[<prev] [next>] [<thread-prev] [thread-next>] [day] [month] [year] [list]
Message-Id: <20080316173005.8812.88290.sendpatchset@localhost.localdomain>
Date: Sun, 16 Mar 2008 23:00:05 +0530
From: Balbir Singh <balbir@...ux.vnet.ibm.com>
To: linux-mm@...ck.org
Cc: Hugh Dickins <hugh@...itas.com>,
Sudhir Kumar <skumar@...ux.vnet.ibm.com>,
YAMAMOTO Takashi <yamamoto@...inux.co.jp>,
Paul Menage <menage@...gle.com>, lizf@...fujitsu.com,
linux-kernel@...r.kernel.org, taka@...inux.co.jp,
David Rientjes <rientjes@...gle.com>,
Pavel Emelianov <xemul@...nvz.org>,
Balbir Singh <balbir@...ux.vnet.ibm.com>,
Andrew Morton <akpm@...ux-foundation.org>,
KAMEZAWA Hiroyuki <kamezawa.hiroyu@...fujitsu.com>
Subject: [RFC][2/3] Account and control virtual address space allocations
This patch implements accounting and control of virtual address space.
Accounting is done when the virtual address space of any task/mm_struct
belonging to the cgroup is incremented or decremented. This patch
fails the expansion if the cgroup goes over its limit. A new function
mem_cgroup_update_as() is added to deal with the accounting of the virtual
address space usage of cgroups.
TODOs
1. IA64 has code in perfmon.c pfm_smpl_buffer_alloc(), which increments
the total_vm of the mm_struct. This code has not yet been brought into
virtual address space control
2. Only when CONFIG_MMU is enabled, is the virtual address space control
enabled. Should we do this for nommu cases as well? My suspicion is
that we don't have to.
Signed-off-by: Balbir Singh <balbir@...ux.vnet.ibm.com>
---
arch/x86/kernel/ptrace.c | 10 +++++++++-
include/linux/memcontrol.h | 7 +++++++
init/Kconfig | 4 +++-
kernel/fork.c | 9 +++++++--
mm/memcontrol.c | 37 +++++++++++++++++++++++++++++++++++++
mm/memory.c | 5 +++++
mm/mmap.c | 22 ++++++++++++++++++++--
mm/mremap.c | 21 ++++++++++++++++++---
8 files changed, 106 insertions(+), 9 deletions(-)

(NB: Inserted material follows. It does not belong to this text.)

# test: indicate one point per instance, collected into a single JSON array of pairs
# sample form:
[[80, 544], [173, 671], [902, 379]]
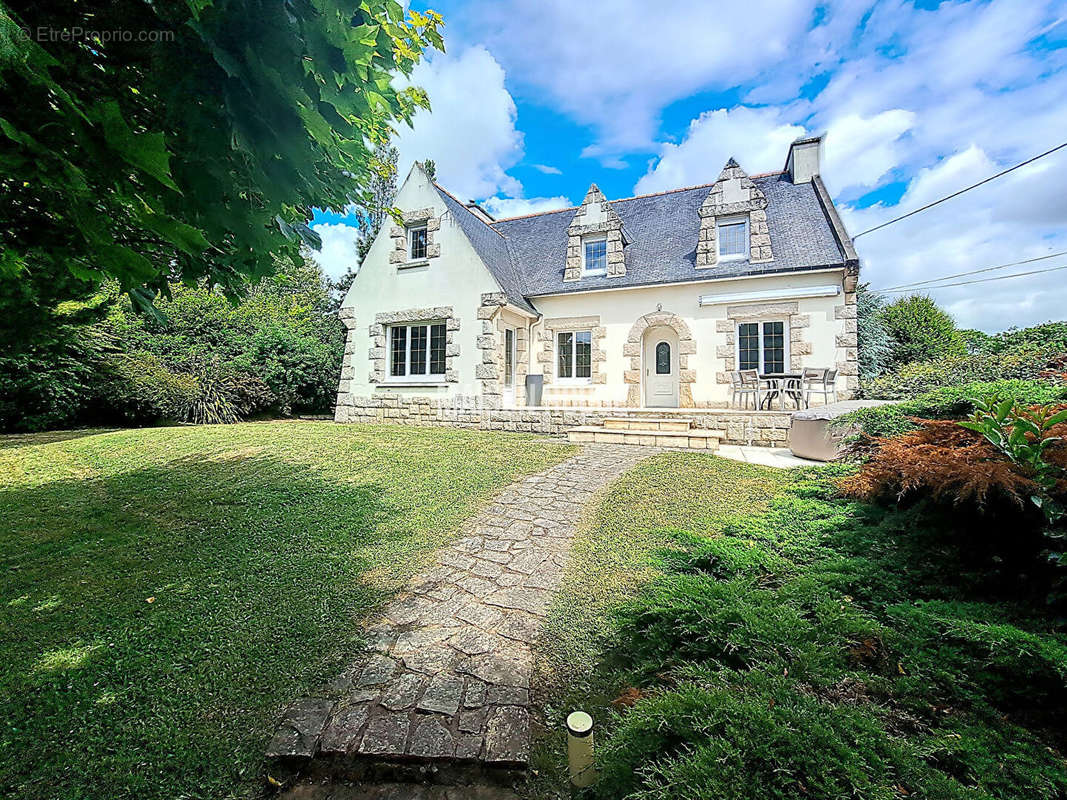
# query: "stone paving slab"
[[446, 674], [397, 792]]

diff -puN mm/memcontrol.c~memory-controller-virtual-address-space-accounting-and-control mm/memcontrol.c
--- linux-2.6.25-rc5/mm/memcontrol.c~memory-controller-virtual-address-space-accounting-and-control 2008-03-16 22:57:40.000000000 +0530
+++ linux-2.6.25-rc5-balbir/mm/memcontrol.c 2008-03-16 22:57:40.000000000 +0530
@@ -525,6 +525,32 @@ unsigned long mem_cgroup_isolate_pages(u
}
/*
+ * Check if the current cgroup exceeds its address space limit.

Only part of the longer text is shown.